By the end of the first half of 2006, production in East Shabwa Block 10 in Yemen had reached peak production exceeding 45,000 barrels of oil per day (BOPD), up more than 12,000 BOPD from the 2005 year average. The Group also achieved appraisal drilling success in Yemen with several in-field wells in the Kharir field expanding the productive potential there.

The exploration portfolio grew as well as we added exciting potential in West Africa. We expanded our Congo Basin footprint when we signed a production sharing contract on the Nganzi concession in the Democratic Republic of Congo (Kinshasa).

Further, we ensured that we would have the financial capacity to take advantage of our growing opportunities when we raised $250 million, $50 million more than initially planned due to strong investor demand, through the issuance of convertible bonds in May of 2006.

Operations
Exploration/Development

Vietnam

Block 16-1

In March 2006, the TGT-2X appraisal well on the Te Giac Trang structure on Block 16-1, an up-dip follow-up well to last year’s TGT-1X discovery well, tested with a total combined flow rate of approximately 17,500 BOEPD from the Miocene Lower Bach Ho 5.2 (LBH 5.2) and Oligocene “C” intervals.

Two main pay zones were perforated and tested within the LBH 5.2 interval, one between 2,763 and 2,817 metres and the other between 2,666 and 2,726 metres. A total of 89 metres of pay was confirmed by log analysis in this reservoir horizon.
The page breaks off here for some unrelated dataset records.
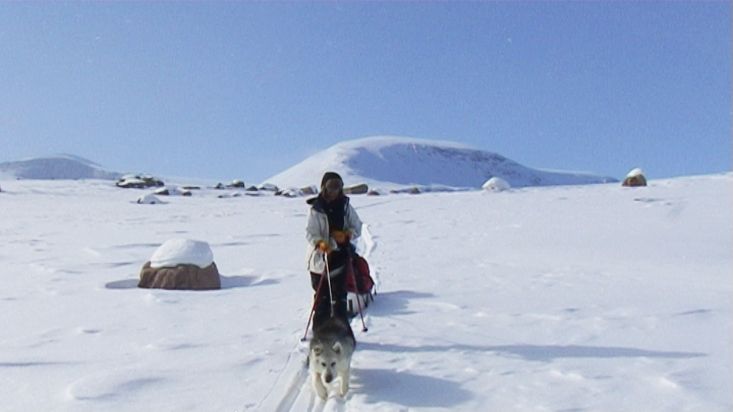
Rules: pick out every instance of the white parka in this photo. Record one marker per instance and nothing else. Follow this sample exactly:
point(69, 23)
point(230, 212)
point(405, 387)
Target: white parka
point(317, 229)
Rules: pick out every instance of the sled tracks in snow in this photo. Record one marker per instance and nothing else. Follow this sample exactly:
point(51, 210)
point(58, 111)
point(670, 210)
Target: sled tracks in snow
point(292, 389)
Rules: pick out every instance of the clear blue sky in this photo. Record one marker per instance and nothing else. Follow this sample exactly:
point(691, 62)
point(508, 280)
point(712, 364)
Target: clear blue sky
point(246, 89)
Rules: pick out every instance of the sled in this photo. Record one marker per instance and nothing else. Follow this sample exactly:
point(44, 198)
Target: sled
point(359, 286)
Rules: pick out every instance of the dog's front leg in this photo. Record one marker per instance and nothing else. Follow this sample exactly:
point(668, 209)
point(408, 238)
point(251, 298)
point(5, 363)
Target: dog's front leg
point(345, 376)
point(318, 386)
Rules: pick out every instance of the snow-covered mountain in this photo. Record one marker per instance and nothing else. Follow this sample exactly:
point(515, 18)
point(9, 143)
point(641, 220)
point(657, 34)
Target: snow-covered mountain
point(387, 161)
point(63, 166)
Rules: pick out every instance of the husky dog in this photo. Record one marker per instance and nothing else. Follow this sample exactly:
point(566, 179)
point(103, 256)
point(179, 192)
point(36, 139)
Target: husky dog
point(331, 348)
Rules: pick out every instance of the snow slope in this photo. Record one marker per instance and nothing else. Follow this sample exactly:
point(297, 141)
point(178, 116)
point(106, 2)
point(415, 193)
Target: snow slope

The combined stabilised flow rate from the two Miocene zones was 14,053 BOEPD comprising 12,615 BOPD of 38 degree API gravity crude and approximately 8.63 million cubic feet of gas per day (MMCFD) through a one inch choke size. Flow rates were limited due to a mechanical failure in the surface separation equipment.

The first drill stem test, over the Oligocene “C” interval, tested water-free at a stabilised rate of 3,300 BOPD of 37.5 degree API gravity crude and approximately 0.88 MMCFD through a 52/64 inch choke size.

As was expected from the log analysis, water was produced from the lower set of perforations in the Miocene. The approximate 8% water cut provided evidence of the presence of an aquifer, which will be factored into plans for the field’s depletion management.

A third reservoir horizon, the Lower Bach Ho 5.1 which is considered to be oil-bearing and productive, was also identified, but not tested as this would limit the ability to retain the well as a future producer, as originally designed. This horizon had 18 metres of net pay, and from the analysis of logs and oil samples from wireline formation tests, is considered to be oil-bearing and productive.

Success at the TGT-2X well confirms the presence of a highly prospective section of clastic reservoirs in Block 16-1. Regional mapping has defined a clastic play fairway that extends for some 80 km to the south and west of TGT along the eastern and southern parts of the Block. Data from the TGT wells provides a firm foundation for continued exploration drilling on this trend.

Following the temporary suspension of the TGT-2X well, the rig moved immediately to drill a follow-up appraisal well, the TGT-3X, approximately 10 kilometres to the south on a separate fault block on the structure. A drill stem test was conducted in the LBH 5.2, the formation that was also tested in the discovery well and the primary interval in the follow-up TGT-2X well. The tested interval, perforated between 2,827 and 2,887 metres, flowed at a combined maximum rate of 9,908 BOEPD comprising 9,008 BOPD of 40.5 degree API gravity crude and approximately 5.4 MMCFD per day through a 88/64 inch choke size.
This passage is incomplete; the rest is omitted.